CITE DU VATICAN (LifeSiteNews) – Une « Fondation Fratelli tutti » rattachée à la basilique Saint-Pierre de Rome a été lancée mercredi par le pape François qui a signé un décret établissant officiellement cette nouvelle entité. Elle vise à encourager « la fraternité et le dialogue » entre les pèlerins et les touristes qui visitent le Vatican.

Le document a été signé le 8 décembre, en la fête de l’Immaculée Conception, et communiqué mercredi au bureau de presse du Vatican, en même temps que la nouvelle de la nomination de son président, le cardinal Mauro Gambetti, archiprêtre de la basilique, vicaire général pour l’État du Vatican et président de la fabrique de Saint-Pierre. C’est en cette dernière qualité, à la tête de l’institution chargée de la conservation et de l’entretien de la basilique, que Gambetti a désormais carte blanche pour l’animation culturelle et spirituelle de l’église elle-même et de la place Saint-Pierre, dans l' »étreinte » de la colonnade du Bernin, selon les termes du décret papal.

Le Cardinal Gambetti, il faut le dire, est l’initiateur de la nouvelle Fondation ; il a présenté son idée au monde en octobre dernier, la décrivant comme un « rêve » né à Assise avant même que Fratelli tutti ne soit écrit, mais ajoutant que l’encyclique est « la vision pour laquelle nous devrions nous efforcer au niveau mondial ».

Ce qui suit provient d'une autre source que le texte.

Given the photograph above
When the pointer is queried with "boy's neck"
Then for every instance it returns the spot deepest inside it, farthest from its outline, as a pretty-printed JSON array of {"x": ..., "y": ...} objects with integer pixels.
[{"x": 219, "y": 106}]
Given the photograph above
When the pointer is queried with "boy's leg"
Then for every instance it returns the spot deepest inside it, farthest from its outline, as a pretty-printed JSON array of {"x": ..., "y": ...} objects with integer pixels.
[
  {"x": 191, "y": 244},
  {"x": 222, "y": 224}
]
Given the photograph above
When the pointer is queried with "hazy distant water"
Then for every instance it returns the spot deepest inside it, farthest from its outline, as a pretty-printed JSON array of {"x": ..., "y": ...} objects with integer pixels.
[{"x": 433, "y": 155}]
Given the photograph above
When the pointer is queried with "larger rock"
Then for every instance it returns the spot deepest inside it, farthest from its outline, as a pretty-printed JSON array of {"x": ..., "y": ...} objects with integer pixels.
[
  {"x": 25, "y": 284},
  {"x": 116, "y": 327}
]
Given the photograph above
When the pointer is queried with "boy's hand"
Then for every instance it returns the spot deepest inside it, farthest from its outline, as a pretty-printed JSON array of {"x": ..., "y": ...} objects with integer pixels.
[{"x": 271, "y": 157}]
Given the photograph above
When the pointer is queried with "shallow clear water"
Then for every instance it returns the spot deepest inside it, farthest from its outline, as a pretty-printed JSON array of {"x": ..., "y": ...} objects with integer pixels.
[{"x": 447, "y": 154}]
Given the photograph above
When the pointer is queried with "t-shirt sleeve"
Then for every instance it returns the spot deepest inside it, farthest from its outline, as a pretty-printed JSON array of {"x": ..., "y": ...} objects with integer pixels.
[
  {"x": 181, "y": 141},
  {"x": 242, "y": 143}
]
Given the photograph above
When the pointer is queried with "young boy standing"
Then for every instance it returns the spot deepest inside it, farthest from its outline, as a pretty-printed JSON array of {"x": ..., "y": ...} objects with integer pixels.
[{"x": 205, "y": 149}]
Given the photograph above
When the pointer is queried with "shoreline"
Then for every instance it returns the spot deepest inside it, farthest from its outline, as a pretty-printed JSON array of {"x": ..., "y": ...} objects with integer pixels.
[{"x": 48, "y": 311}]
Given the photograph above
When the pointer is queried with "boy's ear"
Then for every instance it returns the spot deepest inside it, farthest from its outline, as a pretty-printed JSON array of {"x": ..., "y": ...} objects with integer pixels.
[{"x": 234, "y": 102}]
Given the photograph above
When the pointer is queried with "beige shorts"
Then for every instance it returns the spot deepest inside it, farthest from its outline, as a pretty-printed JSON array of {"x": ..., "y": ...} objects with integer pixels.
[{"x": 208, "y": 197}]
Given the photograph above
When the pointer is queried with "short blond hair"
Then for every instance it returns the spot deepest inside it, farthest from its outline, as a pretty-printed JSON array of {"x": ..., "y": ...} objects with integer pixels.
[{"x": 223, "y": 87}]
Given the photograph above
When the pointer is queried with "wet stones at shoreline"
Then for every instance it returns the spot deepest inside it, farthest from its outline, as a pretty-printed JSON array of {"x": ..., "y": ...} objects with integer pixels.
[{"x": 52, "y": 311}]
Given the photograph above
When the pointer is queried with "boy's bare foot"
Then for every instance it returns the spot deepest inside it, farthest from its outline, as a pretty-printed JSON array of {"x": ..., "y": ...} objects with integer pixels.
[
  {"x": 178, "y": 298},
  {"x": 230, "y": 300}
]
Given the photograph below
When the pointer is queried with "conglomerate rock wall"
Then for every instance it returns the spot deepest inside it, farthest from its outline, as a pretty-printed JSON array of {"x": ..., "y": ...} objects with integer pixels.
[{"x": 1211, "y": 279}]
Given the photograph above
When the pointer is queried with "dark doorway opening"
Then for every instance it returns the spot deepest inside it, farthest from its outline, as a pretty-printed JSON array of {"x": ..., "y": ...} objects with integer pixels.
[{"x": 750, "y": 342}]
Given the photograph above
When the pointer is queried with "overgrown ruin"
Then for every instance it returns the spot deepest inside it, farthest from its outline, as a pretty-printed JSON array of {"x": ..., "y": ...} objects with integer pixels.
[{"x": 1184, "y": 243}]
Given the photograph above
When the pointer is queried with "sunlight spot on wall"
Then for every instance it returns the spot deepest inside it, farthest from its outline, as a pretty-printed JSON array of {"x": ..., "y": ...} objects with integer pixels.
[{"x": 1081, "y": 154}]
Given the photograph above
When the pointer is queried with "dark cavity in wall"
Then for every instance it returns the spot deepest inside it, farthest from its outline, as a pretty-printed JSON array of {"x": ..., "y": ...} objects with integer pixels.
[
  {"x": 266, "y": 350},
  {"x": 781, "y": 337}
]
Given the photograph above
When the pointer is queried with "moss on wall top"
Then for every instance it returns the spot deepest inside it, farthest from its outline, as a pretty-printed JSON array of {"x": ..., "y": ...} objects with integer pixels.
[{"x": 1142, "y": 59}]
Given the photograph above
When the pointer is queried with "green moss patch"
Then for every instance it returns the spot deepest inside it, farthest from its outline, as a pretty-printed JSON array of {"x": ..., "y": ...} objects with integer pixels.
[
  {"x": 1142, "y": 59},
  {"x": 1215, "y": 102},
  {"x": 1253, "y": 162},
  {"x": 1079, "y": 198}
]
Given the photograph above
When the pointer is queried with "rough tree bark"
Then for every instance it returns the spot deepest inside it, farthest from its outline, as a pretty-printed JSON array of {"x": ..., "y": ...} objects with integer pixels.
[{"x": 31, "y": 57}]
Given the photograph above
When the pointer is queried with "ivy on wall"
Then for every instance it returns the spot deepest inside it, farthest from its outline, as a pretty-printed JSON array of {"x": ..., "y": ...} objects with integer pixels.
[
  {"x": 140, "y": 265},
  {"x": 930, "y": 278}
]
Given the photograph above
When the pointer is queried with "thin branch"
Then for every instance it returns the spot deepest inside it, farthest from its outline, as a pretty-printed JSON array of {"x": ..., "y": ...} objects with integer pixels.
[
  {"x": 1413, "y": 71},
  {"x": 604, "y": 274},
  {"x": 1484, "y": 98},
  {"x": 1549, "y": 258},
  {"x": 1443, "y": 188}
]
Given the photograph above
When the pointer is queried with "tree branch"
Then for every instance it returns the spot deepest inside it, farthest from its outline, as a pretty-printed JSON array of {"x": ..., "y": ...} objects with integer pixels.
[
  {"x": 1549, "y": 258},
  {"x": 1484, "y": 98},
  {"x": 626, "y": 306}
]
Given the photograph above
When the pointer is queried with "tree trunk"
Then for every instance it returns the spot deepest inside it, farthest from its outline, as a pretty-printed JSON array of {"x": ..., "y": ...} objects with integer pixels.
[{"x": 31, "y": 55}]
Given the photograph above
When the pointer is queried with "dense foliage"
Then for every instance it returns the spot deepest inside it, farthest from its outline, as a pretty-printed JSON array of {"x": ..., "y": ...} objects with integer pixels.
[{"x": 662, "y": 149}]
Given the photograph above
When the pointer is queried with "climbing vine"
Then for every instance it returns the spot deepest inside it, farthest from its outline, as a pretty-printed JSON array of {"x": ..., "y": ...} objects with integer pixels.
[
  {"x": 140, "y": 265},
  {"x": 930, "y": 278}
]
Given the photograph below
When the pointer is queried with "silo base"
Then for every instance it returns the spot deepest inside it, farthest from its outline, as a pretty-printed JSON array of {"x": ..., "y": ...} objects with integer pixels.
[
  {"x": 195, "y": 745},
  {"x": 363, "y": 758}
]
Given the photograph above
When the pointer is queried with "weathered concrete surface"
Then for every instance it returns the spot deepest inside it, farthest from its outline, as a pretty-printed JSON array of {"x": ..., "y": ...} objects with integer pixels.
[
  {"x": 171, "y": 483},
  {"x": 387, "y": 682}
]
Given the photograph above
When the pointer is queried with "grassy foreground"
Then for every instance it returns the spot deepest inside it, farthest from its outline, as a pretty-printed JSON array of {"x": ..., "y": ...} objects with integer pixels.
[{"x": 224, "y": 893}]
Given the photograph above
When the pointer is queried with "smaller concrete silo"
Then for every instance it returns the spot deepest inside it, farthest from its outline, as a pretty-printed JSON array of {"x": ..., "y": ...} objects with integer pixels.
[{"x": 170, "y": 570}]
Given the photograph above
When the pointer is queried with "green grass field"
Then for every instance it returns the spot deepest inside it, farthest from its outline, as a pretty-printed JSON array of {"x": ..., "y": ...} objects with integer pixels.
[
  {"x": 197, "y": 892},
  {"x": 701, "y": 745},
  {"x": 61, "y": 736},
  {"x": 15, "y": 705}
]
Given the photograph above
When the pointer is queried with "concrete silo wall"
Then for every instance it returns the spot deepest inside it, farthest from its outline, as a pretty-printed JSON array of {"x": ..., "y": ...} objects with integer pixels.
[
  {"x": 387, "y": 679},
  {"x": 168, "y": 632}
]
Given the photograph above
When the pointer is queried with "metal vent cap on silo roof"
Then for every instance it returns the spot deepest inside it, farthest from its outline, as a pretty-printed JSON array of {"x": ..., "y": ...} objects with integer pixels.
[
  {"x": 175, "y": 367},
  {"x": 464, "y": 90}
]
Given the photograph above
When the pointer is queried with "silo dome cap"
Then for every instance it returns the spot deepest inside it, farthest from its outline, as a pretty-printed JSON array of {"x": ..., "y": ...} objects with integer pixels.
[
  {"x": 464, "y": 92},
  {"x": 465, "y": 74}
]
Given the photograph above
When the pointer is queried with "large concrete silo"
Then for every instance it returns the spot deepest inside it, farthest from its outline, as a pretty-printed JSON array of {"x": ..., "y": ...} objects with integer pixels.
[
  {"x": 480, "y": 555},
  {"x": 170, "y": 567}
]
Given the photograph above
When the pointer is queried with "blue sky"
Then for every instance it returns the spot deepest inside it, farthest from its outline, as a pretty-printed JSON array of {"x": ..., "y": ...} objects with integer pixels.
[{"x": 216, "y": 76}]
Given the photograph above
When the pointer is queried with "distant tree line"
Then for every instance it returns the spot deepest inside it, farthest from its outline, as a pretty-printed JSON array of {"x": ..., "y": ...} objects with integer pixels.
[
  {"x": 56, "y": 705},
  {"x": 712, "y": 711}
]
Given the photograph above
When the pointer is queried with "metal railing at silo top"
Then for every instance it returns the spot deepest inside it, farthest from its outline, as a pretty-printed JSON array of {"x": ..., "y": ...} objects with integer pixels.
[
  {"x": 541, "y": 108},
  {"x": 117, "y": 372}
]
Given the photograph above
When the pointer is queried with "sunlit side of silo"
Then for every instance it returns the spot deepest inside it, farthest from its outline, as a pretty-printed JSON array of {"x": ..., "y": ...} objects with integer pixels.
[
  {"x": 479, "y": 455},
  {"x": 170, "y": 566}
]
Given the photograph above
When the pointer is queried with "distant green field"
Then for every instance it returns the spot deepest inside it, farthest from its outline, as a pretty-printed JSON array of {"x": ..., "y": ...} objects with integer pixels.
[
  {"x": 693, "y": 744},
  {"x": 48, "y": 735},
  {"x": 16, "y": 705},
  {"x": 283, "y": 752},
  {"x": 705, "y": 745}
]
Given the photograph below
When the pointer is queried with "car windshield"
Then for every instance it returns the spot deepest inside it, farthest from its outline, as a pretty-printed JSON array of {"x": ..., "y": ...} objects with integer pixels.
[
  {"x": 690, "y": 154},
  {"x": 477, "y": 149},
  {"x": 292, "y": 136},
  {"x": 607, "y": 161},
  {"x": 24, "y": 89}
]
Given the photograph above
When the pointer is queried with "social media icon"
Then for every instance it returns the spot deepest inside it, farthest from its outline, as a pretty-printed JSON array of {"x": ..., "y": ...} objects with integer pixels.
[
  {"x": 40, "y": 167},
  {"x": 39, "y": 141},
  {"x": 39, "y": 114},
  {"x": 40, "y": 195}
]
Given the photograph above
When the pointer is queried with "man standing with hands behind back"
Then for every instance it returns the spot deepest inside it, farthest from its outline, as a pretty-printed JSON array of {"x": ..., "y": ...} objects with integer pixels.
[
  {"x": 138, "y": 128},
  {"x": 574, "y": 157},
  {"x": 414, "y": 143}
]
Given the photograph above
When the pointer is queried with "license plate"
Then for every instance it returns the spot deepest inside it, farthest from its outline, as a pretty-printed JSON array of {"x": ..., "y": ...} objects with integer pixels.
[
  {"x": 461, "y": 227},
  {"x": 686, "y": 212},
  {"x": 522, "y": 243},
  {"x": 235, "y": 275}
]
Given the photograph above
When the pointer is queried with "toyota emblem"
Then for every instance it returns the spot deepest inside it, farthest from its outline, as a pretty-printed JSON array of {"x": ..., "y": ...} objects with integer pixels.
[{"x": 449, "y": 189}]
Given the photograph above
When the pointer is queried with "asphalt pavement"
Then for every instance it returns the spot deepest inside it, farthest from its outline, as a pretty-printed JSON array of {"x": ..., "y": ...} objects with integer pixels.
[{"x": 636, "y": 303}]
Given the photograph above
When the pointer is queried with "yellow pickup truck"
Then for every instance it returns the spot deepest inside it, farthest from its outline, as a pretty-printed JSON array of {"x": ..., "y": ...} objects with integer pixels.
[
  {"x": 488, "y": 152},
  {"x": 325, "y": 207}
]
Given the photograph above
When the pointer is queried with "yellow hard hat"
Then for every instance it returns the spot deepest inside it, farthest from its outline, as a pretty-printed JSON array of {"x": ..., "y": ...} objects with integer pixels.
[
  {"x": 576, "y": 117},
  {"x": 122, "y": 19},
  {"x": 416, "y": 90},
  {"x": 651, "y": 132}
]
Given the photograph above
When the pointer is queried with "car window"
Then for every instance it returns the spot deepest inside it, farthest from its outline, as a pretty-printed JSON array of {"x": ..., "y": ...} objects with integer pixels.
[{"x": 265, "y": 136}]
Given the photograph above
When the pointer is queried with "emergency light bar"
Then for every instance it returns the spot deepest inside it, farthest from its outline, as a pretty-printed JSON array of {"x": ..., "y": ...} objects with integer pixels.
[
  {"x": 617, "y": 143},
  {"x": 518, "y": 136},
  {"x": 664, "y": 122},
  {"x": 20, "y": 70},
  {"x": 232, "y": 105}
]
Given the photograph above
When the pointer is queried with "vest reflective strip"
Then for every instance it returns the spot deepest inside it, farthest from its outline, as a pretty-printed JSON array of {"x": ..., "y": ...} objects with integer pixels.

L’exemple de ce qui se prépare à Notre-Dame de Paris me vient immédiatement à l’esprit : comme les lecteurs de LifeSite le savent, les plans de rénovation de l’intérieur du joyau gothique prévoient la création d’un « sentier de découverte » pour les personnes de toutes les religions, passant par des chapelles consacrées aux cinq continents et aux messages de l’Ancien et du Nouveau Testament et culminant avec Laudato si’. La rénovation de Notre-Dame prévoit l’installation de bancs dotés de systèmes d’éclairage modernes, d’éléments d' »art contemporain » et de projections de musique et de lumière dans les chapelles latérales, afin de « créer les conditions d’une expérience » susceptible de séduire les nombreux visiteurs non catholiques de la cathédrale.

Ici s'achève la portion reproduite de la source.